I’m surprised there isn’t more public information and interest on this topic. I would hope there are many companies with the same desire: migrating user data off our servers and onto personal Pods.
Absent of discussion or precedence of best practices, we have created our own solution. I’ll share it here in case any others want to build an app today with an eye towards Solid Pods in the future.
We already use PostgresSQL. So the simplest and most portable solution was storing a publicly-developed (such as foaf, etc…) schema as JSONB.
According to Designing JSON Documents, updating could get tricky:
Although storing large documents is practicable, keep in mind that any update acquires a row-level lock on the whole row. Consider limiting JSON documents to a manageable size in order to decrease lock contention among updating transactions.
This is a bit of a concern because we currently want to store history as a series of events (see my previous post). I’m also a bit blind to any practical concerns related to event-driven data stored on Pods, but it’s a risk we can take because our business logic can also tolerate a simplified view of this particular data.
Section 8.14.2 of Designing JSON Documents also had some other advice I found helpful:
The structure is typically unenforced (though enforcing some business rules declaratively is possible), but having a predictable structure makes it easier to write queries that usefully summarize a set of “documents” (datums) in a table.

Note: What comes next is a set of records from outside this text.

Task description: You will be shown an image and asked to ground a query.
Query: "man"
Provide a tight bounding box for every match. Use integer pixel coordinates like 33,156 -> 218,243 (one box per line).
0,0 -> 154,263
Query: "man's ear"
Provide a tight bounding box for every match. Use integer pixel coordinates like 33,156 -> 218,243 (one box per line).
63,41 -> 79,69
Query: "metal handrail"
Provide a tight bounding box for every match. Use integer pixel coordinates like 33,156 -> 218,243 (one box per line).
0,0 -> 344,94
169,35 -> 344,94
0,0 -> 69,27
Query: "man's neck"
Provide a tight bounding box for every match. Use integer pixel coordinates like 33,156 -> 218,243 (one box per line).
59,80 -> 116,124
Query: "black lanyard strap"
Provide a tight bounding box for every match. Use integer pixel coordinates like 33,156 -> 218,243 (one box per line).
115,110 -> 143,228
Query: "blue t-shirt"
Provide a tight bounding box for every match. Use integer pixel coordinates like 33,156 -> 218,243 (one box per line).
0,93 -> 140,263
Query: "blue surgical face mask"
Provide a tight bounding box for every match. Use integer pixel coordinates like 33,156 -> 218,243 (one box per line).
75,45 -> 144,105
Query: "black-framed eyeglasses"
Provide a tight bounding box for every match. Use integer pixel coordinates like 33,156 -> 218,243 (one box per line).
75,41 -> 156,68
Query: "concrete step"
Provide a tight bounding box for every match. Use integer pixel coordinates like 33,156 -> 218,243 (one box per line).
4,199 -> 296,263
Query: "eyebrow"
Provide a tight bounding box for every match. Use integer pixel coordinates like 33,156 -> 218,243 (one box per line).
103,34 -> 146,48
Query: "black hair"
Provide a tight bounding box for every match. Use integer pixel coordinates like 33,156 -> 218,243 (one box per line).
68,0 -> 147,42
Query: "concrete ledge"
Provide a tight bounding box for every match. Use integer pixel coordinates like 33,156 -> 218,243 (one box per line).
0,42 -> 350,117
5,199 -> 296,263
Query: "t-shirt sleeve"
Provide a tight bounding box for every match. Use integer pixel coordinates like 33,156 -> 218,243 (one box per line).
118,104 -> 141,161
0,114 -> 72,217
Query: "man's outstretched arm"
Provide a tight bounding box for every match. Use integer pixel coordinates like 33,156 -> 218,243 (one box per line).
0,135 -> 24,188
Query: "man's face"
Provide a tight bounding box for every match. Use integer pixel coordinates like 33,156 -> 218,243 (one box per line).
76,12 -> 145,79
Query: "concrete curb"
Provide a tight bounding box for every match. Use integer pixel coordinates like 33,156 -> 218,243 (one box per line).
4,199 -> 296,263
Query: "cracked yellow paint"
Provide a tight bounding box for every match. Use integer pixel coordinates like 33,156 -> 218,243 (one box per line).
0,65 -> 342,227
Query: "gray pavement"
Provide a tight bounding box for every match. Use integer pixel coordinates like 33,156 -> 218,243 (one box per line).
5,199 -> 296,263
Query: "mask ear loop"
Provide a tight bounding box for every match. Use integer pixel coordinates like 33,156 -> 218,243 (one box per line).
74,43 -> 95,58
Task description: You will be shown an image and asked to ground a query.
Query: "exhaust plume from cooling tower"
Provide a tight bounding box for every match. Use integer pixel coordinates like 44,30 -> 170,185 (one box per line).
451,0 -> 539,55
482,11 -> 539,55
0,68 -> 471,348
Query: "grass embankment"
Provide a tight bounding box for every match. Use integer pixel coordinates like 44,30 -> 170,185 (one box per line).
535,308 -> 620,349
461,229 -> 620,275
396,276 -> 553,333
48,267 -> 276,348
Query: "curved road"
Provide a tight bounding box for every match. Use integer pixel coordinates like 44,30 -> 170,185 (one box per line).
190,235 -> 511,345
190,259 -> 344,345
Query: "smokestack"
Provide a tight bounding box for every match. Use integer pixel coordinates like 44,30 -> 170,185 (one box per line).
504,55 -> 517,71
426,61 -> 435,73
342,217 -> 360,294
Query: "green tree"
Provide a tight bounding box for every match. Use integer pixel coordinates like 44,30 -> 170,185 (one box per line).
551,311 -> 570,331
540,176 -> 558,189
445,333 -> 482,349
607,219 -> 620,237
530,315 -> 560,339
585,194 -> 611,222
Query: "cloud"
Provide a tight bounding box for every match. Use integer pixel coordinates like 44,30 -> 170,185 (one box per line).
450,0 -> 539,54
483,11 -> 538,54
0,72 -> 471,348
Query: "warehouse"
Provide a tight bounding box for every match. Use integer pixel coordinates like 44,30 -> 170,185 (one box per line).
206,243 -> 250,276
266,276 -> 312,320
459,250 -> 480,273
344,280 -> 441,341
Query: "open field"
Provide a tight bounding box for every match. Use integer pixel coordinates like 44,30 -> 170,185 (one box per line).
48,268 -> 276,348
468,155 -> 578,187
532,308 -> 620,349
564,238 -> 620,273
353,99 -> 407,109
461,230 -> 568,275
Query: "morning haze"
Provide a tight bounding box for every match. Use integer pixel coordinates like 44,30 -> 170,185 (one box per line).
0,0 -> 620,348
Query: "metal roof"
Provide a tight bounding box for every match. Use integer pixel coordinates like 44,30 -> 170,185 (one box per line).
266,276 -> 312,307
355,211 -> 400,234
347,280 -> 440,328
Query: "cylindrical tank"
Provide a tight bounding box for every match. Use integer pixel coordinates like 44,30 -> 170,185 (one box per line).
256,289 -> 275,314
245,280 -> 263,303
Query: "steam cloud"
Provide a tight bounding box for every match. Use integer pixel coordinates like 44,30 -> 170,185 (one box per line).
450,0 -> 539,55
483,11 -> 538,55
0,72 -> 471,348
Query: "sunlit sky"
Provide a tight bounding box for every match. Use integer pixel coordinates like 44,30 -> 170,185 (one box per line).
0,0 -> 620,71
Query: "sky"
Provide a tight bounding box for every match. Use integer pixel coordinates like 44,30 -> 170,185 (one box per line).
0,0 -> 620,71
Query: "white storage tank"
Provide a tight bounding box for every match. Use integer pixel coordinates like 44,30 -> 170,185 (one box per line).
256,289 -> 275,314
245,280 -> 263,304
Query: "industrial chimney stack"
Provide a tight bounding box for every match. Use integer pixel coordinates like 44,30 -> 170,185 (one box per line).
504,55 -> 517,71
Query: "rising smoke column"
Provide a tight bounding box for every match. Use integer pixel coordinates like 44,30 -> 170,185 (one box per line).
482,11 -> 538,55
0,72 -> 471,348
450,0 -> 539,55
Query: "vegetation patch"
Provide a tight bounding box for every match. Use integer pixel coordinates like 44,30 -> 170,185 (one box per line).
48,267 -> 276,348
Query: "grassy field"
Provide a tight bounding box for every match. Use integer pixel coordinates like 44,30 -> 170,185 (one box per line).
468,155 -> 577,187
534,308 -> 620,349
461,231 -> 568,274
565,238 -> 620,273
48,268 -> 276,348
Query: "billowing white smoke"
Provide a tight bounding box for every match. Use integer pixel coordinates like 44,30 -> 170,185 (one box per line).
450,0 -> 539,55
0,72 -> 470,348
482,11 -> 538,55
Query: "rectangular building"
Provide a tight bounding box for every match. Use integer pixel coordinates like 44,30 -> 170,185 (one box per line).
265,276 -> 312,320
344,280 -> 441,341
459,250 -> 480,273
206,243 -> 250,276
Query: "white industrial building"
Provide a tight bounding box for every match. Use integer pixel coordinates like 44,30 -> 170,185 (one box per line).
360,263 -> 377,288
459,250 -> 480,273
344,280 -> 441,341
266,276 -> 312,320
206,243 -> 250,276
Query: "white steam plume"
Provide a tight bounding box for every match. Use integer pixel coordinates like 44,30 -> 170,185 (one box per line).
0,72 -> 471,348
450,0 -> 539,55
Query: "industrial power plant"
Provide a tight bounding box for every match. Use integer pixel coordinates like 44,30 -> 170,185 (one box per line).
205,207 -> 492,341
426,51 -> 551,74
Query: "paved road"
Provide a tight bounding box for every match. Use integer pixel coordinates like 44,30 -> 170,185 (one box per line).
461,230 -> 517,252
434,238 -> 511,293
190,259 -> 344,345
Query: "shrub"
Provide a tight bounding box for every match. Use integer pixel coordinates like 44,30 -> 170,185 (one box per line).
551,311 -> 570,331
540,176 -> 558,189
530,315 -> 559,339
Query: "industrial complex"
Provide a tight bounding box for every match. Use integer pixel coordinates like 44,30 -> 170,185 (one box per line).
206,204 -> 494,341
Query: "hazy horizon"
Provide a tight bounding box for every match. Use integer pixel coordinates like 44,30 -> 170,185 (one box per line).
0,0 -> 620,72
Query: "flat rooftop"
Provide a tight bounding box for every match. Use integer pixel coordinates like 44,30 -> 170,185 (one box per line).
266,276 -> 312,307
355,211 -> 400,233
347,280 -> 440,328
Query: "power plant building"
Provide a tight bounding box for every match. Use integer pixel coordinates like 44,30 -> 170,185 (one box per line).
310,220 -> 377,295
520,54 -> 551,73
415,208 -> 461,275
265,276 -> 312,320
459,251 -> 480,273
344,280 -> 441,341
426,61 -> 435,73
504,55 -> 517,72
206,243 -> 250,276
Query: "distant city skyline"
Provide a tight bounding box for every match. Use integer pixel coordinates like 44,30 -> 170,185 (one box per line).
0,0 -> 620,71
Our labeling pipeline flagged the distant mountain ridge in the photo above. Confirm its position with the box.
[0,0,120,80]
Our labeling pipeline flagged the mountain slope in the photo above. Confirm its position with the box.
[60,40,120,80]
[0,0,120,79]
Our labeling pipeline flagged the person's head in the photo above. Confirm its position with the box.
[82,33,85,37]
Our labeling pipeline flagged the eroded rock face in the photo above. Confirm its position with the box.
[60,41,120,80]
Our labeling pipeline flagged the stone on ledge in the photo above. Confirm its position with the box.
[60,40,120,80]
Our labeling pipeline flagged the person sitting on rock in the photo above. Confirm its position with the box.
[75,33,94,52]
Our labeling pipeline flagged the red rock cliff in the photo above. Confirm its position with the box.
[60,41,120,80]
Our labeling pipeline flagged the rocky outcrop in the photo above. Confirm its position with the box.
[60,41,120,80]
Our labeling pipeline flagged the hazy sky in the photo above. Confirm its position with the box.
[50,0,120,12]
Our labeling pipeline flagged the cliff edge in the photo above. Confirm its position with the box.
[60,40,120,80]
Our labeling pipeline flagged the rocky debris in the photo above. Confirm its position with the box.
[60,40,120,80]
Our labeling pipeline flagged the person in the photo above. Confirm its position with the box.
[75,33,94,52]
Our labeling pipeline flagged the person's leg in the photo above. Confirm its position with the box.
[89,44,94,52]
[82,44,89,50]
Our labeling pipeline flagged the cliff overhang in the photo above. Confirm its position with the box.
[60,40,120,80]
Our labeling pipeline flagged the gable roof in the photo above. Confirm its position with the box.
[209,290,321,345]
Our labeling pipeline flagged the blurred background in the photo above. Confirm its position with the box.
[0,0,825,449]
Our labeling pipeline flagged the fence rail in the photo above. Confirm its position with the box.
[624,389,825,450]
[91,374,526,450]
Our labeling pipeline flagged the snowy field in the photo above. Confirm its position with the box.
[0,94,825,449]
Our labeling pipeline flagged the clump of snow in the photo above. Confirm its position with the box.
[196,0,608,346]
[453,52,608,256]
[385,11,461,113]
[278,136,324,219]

As @RubenVerborgh notes in Let’s talk about pods, Pods are currently document-centric. So I also like that this approach with JSONB may grant us more flexibility when migrating from a data-centric database model to a model of documents that contain structured semantic data.
At least that’s my thinking. Even though we have already started implementation, I would gladly welcome more conversation with folks that have grappled with (or even thought deeply about) this problem.